Carmageddon: Rogue Shift é punição deliberada. Fiel à estrutura roguelite, o jogo espera que você fracasse para que seu ciclo de progressão possa entrar. Se errar um objetivo, seu carro é destruído e tudo volta ao começo. A única consolação é que cada partida rende moeda que você pode gastar em carros, armas e vantagens novas para melhorar suas chances da próxima vez. O loop rapidamente se torna frustrante, especialmente quando você já passou uma hora de uma corrida e perde tudo. O sistema de rotas ramificadas permite escolher entre alguns tipos de eventos, mas com tão poucas pistas em rotação, a repetição começa rápido.
Visualmente, o jogo aposta em uma estética de desenhos animados no estilo de quadrinhos. O visual de alto contraste e impactante combina com o ritmo frenético, e os ambientes são detalhados o suficiente para parecer animados. Efeitos de iluminação são usados generosamente, o que é uma pena que o jogo não suporte HDR. Esse é exatamente o tipo de título que se beneficiaria disso. Considerando que a identidade do Carmageddon original foi construída em torno da física de destruição, é quase constrangedor o quão plano Rogue Shift parece em comparação. A física é mínima e sem peso. O exemplo mais gritante é eliminar multidões de zumbis: eles não desaceleram seu carro, não te jogam e mal percebem que são mais do que recortes de papelão respingando contra o para-brisa. Eles até parecem recortes de papelão... Por outro lado, os modelos dos veículos são detalhados, e o jogo roda suavemente no Xbox Series X com carregamento mínimo.
O áudio é aceitável, mas genérico, motores roncavam, barulhos metálicos e uma paisagem sonora caótica adequada para corridas de demolição infestadas de mortos-vivos. A trilha sonora é basicamente metal abrasivo, o que combina com o tema, mas não torna tudo mais agradável, especialmente quando as mesmas faixas se repetem junto com os mesmos percursos reciclados.
Como eu temia, Carmageddon: Rogue Shift acaba sendo um jogo de corrida leve e esquecível, que pouco compartilha com o original além do nome.

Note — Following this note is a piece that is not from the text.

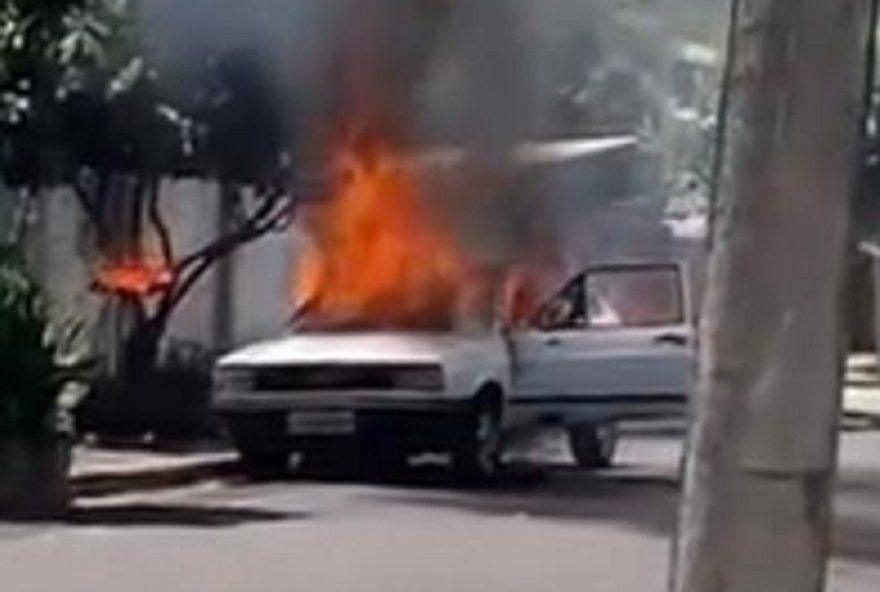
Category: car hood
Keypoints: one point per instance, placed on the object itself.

Pedestres humanos, e sim, até as vacas icônicas, desapareceram, substituídos por zumbis que mal afetam a jogabilidade. A estrutura roguelite obriga você a repetir o mesmo pequeno conjunto de faixas repetidamente, drenando a pouca alegria que o caos sem sentido poderia ter oferecido. Desbloquear e melhorar novos brinquedos traz um breve despertar interesse, mas o pacote geral se esgota rápido demais. Pelo menos os fãs do Carmageddon original deveriam se manter bem longe.